Angel hizo debutar a Omar Labruna en el ‘77 y, a partir de entonces, compartieron la relación entrenador-jugador hasta el '81. Omar tenía 18 años cuando River se consagró en el Metropolitano, hace 45 años, y recuerda que su papá les daba una palmada en el pecho a sus futbolistas, cuando salían del túnel rumbo al césped. "Le quitaba las presiones a sus jugadores –cuenta–. Jugó al fútbol hasta los 41 años, fue goleador y ganó muchos titulos, y toda esa experiencia de tantos años le daba tranquilidad. Siempre les decía que las presiones y responsabilidades eran de él, que ellos jugaran".
Una de las definiciones perfectas de Labruna la aporta Fillol. "Creíamos totalmente en lo que él nos decía", resume el Pato. "No nos vamos a caer ahora, no vamos a ser tan pelotudos", se acuerda Morete que les dijo cuando, en la recta final del Metropolitano, aparecieron los fantasmas del título esquivo. El equipo había perdido tres partidos consecutivos, ante Atlanta, Newell’s y Boca, y Alonso, una de las principales figuras, estaba sancionado y tenía que cumplir seis fechas sin jugar.
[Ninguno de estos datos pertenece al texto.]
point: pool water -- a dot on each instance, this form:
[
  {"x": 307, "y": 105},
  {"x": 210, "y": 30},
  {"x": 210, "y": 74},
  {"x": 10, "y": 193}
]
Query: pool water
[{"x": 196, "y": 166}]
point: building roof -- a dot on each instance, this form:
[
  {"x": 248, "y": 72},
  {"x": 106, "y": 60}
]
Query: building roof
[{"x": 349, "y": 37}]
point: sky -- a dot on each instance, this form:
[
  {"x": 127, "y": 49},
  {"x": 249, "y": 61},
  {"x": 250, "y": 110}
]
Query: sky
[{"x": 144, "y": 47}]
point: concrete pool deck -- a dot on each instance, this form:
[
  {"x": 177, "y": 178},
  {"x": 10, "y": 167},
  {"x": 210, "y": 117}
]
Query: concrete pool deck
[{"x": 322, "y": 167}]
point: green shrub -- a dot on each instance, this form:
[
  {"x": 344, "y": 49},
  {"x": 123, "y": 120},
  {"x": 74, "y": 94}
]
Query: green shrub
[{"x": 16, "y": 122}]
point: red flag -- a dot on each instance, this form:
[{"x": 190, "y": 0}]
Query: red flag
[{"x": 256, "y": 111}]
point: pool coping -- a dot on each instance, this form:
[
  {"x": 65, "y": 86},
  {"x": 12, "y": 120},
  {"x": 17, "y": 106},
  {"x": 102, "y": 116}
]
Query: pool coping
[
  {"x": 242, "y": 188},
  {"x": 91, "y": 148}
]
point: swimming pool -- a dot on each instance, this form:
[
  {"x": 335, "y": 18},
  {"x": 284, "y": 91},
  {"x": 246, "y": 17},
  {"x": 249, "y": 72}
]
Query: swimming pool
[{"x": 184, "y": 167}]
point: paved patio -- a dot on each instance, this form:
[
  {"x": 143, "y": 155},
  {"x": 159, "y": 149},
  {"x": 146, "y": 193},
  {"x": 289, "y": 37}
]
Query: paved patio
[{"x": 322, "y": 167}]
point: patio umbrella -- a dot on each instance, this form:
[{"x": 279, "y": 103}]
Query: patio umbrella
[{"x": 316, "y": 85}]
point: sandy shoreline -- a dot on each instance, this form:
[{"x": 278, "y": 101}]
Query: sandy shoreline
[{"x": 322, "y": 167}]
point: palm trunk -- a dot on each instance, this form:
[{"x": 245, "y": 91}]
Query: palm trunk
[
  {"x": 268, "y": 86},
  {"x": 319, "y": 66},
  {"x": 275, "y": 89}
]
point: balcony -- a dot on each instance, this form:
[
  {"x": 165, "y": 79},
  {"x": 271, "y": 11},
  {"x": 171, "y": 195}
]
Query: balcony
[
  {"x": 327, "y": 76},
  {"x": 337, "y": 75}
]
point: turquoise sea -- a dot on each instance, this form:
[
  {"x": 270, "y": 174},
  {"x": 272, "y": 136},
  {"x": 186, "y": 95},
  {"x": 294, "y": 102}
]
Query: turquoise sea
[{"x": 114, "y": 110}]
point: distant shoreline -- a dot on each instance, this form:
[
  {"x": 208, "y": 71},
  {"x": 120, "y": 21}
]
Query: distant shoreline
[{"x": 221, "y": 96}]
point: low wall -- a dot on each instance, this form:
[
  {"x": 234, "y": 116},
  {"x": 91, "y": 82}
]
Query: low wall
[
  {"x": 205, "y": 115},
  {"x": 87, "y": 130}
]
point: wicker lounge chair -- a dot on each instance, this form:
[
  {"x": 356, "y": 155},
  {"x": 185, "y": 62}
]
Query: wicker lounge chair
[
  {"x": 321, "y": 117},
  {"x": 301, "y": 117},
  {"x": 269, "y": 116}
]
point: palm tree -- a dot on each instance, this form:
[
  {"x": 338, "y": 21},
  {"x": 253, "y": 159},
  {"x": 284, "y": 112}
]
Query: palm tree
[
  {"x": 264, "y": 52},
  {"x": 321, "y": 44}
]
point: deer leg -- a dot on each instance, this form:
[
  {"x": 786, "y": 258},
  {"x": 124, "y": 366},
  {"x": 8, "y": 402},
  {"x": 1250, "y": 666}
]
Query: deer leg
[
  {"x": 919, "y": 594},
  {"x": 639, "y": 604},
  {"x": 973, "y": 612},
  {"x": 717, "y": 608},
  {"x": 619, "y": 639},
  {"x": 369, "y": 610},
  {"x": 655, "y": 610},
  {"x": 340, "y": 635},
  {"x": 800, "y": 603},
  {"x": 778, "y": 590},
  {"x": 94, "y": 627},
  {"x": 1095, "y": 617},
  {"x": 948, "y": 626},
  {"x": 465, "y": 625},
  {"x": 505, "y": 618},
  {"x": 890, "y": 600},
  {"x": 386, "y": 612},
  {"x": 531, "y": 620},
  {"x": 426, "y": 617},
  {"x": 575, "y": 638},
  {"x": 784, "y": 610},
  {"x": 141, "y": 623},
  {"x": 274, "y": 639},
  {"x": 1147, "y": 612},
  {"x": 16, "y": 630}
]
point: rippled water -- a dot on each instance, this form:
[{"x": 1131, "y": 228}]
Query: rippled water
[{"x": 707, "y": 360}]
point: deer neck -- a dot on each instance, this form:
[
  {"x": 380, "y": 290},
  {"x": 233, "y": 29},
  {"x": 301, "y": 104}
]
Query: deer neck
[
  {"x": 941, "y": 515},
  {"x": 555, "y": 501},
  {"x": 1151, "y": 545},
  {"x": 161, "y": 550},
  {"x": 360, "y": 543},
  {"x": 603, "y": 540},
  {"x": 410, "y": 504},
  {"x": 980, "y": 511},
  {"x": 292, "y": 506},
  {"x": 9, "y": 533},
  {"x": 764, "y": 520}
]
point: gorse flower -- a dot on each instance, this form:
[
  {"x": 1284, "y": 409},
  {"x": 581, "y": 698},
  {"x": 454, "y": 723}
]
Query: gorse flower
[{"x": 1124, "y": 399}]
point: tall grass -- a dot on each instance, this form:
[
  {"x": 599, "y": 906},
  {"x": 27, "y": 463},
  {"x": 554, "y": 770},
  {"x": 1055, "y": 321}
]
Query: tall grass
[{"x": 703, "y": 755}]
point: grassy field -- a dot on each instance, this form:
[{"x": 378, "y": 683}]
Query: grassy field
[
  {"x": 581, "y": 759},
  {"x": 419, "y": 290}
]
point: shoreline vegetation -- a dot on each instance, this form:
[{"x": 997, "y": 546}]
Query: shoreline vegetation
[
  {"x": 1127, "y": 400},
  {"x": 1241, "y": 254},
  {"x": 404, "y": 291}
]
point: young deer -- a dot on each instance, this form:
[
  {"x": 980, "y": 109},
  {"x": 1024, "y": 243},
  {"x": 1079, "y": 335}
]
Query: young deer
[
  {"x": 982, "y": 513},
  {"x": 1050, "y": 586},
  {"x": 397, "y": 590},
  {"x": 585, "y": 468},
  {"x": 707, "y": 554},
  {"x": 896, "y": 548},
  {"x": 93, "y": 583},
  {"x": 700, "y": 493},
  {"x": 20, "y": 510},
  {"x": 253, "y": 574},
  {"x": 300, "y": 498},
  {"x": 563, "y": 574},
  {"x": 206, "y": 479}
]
La historia de este título de la mano de Labruna, se dijo al principio de esta nota, era una historia de fe. Y es que, más allá de su ojo clínico para armar y consolidar aquel plantel, quizás su principal virtud haya sido la confianza ciega con que abrazó a cada jugador, creyendo en ellos aun más que ellos mismos.
Una escena que recuerda Morete sobre su historia con Labruna lo pinta en aquel mágico don: "En el ‘81, me había comprado Boca y había jugado poco, y a fines de ese año me fui a Mar del Plata de vacaciones con mi familia. Aquel verano, (Rodolfo) Talamonti, el ayudante y amigo de Labruna, me fue a buscar dos veces a Mar del Plata: Angel estaba en Talleres y me quería, pero yo ya no quería jugar más. Al final, me dejó el pasaje a Córdoba en la playa y me dijo: ‘Decíle vos, en la cara, que no querés ir’. Así que me tomé el avión y Labruna me recibió con un abrazo y un beso. Le expliqué que el domingo empezaba el campeonato y que yo llevaba tres meses sin hacer nada. ‘No te calientes, empieza el partido y vos empezás a jugar, y si te putean, que te puteen’, me dijo. Los primeros cuatro partidos no la pude meter, pero después hice goles en los 13 partidos que siguieron y terminé con 20 goles en 20 partidos. ¡Y yo me iba a retirar! Al goleador lo tenes que esperar siempre. Están los técnicos que, si el delantero no la mete, a los 15 minutos del segundo tiempo lo sacan. Y están los técnicos que creen en los jugadores. Ese era Labruna”.
Dice su hijo Omar que la última fecha con Racing, cuando no se pudo jugar el segundo tiempo porque los hinchas invadieron el campo de juego celebrando la gloria esquiva, fue el día más feliz en la vida de su papá: "Lo recuerdo en el centro de ese Monumental que reventaba y los jugadores llevándolo en andas. Me grabé su felicidad. Fue una alegría inolvidable para él y yo nunca me la voy a olvidar". Parece que esa era la hora de River. Y aunque siempre dijo que no había querido ser relojero como su papá, aquel enero Angelito llegó para ser el artesano que supo combinar las piezas exactas para reparar una tristeza que duró 18 años y para darle la cuerda a unos nuevos tiempos de felicidad.